Secondary plasma cell leukemia: A case series and review of the literature

Sudarshan Pandit; Nilesh Wasekar; Girish Badarkhe; Rajat Bajaj; Yasam Venkata Ramesh; Raj Nagarkar

doi:10.4103/jpo.jpo_1_22

CASE REPORT

Year : 2022 | Volume : 2 | Issue : 2 | Page : 133-137

Secondary plasma cell leukemia: A case series and review of the literature

Sudarshan Pandit¹, Nilesh Wasekar¹, Girish Badarkhe¹, Rajat Bajaj¹, Yasam Venkata Ramesh², Raj Nagarkar³
¹ Department of Hematology, HCG Manavata Cancer Centre, Nashik, Maharashtra, India
² Department of Academics, HCG Manavata Cancer Centre, Nashik, Maharashtra, India
³ Department of Surgical Oncology, HCG Manavata Cancer Centre, Nashik, Maharashtra, India

Date of Submission	31-Jan-2022
Date of Decision	02-Oct-2022
Date of Acceptance	04-Oct-2022
Date of Web Publication	06-Feb-2023

Correspondence Address:
Dr. Sudarshan Pandit
Department of Hematology, HCG Manavata Cancer Centre, Nashik - 422 011, Maharashtra
India

Source of Support: None, Conflict of Interest: None

DOI: 10.4103/jpo.jpo_1_22

Abstract

Secondary plasma cell leukemia is a rare, aggressive plasma cell disorder with a poor prognosis. Early detection and prompt treatment can increase overall survival.
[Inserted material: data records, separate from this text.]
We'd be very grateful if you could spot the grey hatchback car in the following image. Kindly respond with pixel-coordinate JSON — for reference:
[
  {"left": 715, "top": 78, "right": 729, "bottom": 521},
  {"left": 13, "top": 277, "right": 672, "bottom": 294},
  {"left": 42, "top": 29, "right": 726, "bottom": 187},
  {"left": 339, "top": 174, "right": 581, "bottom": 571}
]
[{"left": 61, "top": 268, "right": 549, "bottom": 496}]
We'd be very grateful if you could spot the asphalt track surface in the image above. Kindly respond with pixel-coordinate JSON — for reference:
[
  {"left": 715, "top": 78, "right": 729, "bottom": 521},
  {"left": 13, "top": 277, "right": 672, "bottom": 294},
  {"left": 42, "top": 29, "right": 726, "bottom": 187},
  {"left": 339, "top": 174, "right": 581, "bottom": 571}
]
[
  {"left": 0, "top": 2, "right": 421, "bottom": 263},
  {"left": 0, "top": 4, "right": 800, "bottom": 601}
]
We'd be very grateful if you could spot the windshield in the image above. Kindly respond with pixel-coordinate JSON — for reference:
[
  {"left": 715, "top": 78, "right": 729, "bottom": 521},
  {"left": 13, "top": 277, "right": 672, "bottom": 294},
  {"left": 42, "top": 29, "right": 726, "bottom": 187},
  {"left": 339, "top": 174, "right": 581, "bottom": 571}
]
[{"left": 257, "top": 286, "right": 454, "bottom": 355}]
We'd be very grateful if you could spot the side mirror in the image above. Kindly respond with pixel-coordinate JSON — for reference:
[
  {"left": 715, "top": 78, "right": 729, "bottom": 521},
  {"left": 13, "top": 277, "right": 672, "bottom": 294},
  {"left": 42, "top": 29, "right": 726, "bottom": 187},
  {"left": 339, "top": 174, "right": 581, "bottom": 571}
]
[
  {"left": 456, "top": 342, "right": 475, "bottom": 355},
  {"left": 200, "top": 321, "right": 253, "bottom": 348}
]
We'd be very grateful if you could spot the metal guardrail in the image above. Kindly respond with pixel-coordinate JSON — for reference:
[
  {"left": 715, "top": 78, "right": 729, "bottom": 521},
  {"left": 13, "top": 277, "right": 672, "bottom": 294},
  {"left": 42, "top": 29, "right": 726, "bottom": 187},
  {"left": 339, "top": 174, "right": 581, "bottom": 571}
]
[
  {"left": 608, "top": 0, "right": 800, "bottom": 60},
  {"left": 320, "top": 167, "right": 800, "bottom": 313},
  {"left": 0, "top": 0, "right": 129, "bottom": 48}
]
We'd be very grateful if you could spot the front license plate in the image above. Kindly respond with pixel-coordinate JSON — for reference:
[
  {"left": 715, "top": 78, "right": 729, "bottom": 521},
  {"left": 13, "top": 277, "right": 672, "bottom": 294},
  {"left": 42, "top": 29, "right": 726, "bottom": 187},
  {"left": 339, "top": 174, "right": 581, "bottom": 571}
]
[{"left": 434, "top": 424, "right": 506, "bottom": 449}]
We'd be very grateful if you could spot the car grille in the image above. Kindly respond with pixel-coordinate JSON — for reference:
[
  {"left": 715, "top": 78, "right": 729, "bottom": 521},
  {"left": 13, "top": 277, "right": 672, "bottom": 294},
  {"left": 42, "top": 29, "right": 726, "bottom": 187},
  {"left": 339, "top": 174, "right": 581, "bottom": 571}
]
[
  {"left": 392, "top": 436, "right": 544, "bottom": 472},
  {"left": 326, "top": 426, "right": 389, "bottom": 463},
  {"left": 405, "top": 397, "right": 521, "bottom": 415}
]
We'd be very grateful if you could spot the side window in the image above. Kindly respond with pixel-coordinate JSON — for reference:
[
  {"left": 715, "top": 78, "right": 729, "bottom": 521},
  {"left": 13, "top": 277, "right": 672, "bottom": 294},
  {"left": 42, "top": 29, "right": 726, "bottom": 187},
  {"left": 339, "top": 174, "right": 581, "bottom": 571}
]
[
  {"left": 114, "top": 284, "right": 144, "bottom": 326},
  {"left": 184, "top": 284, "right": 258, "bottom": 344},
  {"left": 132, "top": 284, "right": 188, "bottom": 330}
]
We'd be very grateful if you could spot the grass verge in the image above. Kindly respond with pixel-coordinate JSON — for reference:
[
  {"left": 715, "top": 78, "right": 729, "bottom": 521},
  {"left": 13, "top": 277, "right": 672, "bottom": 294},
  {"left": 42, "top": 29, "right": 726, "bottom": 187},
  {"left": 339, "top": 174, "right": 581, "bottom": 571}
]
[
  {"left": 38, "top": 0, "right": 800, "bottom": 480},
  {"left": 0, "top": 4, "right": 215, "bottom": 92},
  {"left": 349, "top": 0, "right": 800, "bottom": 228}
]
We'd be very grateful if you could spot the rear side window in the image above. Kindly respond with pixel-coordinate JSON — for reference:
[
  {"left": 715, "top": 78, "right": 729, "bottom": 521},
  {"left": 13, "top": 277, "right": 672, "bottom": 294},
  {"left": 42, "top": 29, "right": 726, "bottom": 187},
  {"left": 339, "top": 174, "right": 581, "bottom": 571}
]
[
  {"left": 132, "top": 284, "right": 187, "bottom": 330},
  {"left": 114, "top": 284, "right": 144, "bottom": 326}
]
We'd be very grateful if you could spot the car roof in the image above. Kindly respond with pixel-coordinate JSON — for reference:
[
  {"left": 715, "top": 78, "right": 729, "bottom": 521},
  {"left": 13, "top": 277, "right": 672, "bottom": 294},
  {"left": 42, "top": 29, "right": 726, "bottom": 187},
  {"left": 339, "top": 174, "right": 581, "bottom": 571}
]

In the current case series, we are reviewing the literature and retrospectively reporting the data of patients who presented to our center over a 3-year period with this rare condition. All of our patients were kept on induction chemotherapy following their initial diagnosis utilizing drug combinations that included cyclophosphamide, bortezomib, and dexamethasone (VTD chemotherapy). Further chemotherapy regimens were added during the later phases, including carfilzomib, pomalidomide, and dexamethasone as well as bortezomib, doxorubicin, and dexamethasone based on the outcome of the patient's response. This case study series emphasizes the significance of early disease detection and prompt supportive and targeted therapy.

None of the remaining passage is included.